Negli anni avrò visto i Cloud Nothings molte volte, ma pochi altri concerti mi hanno colpito come il loro concerto a Londra nell’ottobre 2012. Salgono sul palco del Village Underground di Shoreditch coi vestiti che avevano la sera prima. Non è una cosa banale dato il periodo storico, ma i Cloud Nothings dal vivo spaccano e sembra subito che abbiano un senso del qui e ora e, soprattutto, una strada da percorrere. Sul palco urlano come se fosse davvero il loro ultimo concerto. E le loro urla sono convincenti. Sono grida di disperazione che non cadono nel vuoto. Anzi. Il pubblico va vicino, avanza brano dopo brano e a un certo punto succede una cosa che non vedevo da tempo: inizia a cantare all’unisono le canzoni. E c’è una cosa che per un momento, per un solo piccolo momento, mi fa ben sperare per futuro del mondo: le prime file sono occupate da ventenni. Cercando un’unione sincera con il pubblico, con una generazione che cerca motivi per unirsi, urlare e riconoscersi in canzoni che esplicitano il disagio generazionale post crisi economica, mi sembrava che i Cloud Nothings raccontassero molto bene le urgenze di una generazione in cerca di una voce attraverso un’elettricità incazzata capace di rappresentare la sincerità di un disagio reale e di una precarietà esistenziale.
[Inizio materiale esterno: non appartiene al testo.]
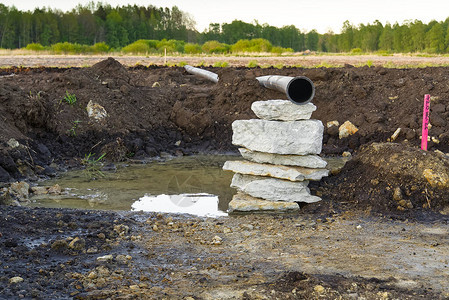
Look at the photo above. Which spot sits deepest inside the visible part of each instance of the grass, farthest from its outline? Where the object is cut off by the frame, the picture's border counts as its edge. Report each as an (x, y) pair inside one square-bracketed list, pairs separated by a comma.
[(72, 131)]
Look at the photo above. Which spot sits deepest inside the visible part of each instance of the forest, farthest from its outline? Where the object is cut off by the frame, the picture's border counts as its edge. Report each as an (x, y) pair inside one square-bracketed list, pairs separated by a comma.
[(99, 27)]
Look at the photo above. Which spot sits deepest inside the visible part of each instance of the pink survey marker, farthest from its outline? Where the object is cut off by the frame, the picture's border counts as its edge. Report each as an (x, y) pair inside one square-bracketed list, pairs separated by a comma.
[(425, 122)]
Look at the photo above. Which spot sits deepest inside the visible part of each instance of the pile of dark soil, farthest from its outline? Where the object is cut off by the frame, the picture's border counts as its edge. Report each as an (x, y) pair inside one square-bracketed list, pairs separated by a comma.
[(390, 178), (157, 110)]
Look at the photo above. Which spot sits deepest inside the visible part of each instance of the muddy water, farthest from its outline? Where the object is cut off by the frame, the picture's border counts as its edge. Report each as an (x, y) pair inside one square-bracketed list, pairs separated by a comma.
[(184, 185)]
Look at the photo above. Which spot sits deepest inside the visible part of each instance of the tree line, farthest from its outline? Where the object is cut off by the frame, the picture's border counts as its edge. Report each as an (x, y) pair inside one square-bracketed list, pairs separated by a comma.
[(118, 27)]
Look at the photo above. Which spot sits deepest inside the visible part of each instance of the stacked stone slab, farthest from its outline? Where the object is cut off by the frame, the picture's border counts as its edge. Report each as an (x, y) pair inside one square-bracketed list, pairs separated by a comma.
[(280, 152)]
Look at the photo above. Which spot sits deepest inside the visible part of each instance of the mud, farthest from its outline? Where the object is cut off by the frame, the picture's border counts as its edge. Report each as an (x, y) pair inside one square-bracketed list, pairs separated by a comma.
[(360, 241), (89, 255)]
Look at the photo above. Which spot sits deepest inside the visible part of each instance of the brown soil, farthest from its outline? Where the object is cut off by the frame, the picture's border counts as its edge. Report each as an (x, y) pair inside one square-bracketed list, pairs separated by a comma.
[(157, 110)]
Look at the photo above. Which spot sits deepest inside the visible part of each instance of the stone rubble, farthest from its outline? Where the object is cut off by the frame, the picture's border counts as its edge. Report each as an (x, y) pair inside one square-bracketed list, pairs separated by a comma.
[(281, 155)]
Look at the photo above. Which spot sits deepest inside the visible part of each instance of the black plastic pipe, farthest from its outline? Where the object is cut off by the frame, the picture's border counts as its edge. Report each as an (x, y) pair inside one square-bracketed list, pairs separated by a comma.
[(299, 90)]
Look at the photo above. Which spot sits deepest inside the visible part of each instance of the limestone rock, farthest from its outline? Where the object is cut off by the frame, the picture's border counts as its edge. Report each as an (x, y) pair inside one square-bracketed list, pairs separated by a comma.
[(346, 129), (307, 161), (282, 110), (96, 111), (275, 171), (273, 189), (246, 203), (332, 123), (293, 137), (20, 190)]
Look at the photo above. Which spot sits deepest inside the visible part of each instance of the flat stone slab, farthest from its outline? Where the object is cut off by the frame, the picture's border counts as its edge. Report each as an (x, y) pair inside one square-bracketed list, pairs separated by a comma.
[(293, 137), (247, 204), (273, 189), (282, 110), (275, 171), (307, 161)]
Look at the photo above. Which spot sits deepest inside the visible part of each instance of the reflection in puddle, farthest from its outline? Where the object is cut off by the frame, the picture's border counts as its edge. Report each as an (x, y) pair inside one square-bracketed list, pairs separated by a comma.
[(189, 175), (203, 205)]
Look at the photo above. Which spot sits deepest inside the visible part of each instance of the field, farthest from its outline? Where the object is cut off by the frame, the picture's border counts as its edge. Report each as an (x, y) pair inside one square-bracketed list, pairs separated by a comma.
[(15, 58), (380, 232)]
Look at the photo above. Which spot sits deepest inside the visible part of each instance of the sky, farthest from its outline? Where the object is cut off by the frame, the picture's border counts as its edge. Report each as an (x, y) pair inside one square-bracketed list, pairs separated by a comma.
[(321, 15)]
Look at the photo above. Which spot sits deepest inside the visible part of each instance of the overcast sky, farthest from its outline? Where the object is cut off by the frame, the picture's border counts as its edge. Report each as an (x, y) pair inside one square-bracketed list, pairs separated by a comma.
[(322, 15)]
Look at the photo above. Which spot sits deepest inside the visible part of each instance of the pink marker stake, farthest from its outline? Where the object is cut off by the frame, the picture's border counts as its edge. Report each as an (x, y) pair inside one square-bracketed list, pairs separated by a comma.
[(425, 122)]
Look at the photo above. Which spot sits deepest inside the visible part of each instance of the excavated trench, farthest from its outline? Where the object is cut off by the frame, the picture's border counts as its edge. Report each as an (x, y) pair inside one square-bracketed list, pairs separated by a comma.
[(359, 241)]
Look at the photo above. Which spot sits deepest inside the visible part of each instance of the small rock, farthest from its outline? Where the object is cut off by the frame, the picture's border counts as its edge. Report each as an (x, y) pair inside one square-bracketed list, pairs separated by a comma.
[(395, 135), (347, 129), (346, 154), (59, 244), (77, 244), (332, 123), (105, 258), (436, 179), (20, 189), (397, 194), (92, 250), (122, 259), (217, 240), (16, 279), (102, 271), (13, 143), (39, 190), (319, 289), (247, 226), (96, 111), (121, 229), (92, 275), (55, 190)]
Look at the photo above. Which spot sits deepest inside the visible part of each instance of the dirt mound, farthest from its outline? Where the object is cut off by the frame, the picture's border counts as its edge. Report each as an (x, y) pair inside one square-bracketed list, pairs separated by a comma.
[(392, 178), (153, 110)]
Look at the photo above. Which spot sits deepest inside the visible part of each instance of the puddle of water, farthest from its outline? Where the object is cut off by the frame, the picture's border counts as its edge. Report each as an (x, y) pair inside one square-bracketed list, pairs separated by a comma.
[(191, 184), (204, 205), (184, 185)]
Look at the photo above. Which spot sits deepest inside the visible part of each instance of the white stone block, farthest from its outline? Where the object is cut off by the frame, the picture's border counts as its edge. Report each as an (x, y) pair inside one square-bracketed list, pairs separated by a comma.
[(307, 161), (275, 171), (282, 110), (273, 189), (246, 203), (293, 137)]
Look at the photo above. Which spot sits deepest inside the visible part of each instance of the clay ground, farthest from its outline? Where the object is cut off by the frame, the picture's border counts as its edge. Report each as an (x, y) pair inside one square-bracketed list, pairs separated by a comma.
[(357, 242)]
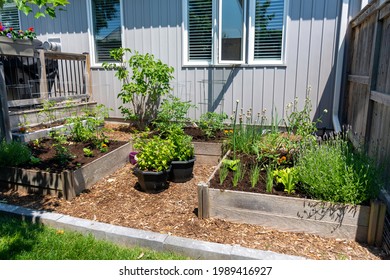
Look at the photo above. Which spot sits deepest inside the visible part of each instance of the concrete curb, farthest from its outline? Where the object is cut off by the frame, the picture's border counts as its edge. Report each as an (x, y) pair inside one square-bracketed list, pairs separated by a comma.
[(194, 249)]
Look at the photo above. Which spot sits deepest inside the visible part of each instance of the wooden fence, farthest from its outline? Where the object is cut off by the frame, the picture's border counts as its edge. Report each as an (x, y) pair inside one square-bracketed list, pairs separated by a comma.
[(367, 103)]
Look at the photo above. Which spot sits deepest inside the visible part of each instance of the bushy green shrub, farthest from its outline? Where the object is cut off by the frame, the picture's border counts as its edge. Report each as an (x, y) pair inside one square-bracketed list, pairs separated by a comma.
[(13, 153), (334, 171)]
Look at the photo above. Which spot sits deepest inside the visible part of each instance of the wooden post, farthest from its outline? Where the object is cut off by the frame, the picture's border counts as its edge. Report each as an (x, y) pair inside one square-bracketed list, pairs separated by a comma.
[(381, 224), (43, 76), (372, 223), (88, 76), (203, 205), (5, 127)]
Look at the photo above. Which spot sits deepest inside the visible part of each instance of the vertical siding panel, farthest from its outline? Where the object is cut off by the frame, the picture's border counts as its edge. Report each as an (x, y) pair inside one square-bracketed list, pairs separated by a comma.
[(247, 90), (258, 76), (292, 49), (303, 52), (278, 96), (268, 96), (326, 84)]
Precarietà esistenziale che si cerca di combattere in qualche modo.
Sotto traccia è un libro sincero ed appassionato, imprescindibile per chiunque ritenga la missione di questo minuscolo blog/aspirante rivista letteraria meritevole (non vi sarà sfuggito che alcune delle band menzionate hanno dei racconti dedicati su queste schermate, ma avrei potute menzionarne molte altre, dai Godspeed You! Black Emperor ai The National), e tale rimane nonostante un numero insolitamente alto di refusi: lo si può perdonare a chi riesce a farti fare un viaggio nel tempo, stimolando la tua nostalgia mentre riesce efficacemente a disinnescarla e problematizzarla.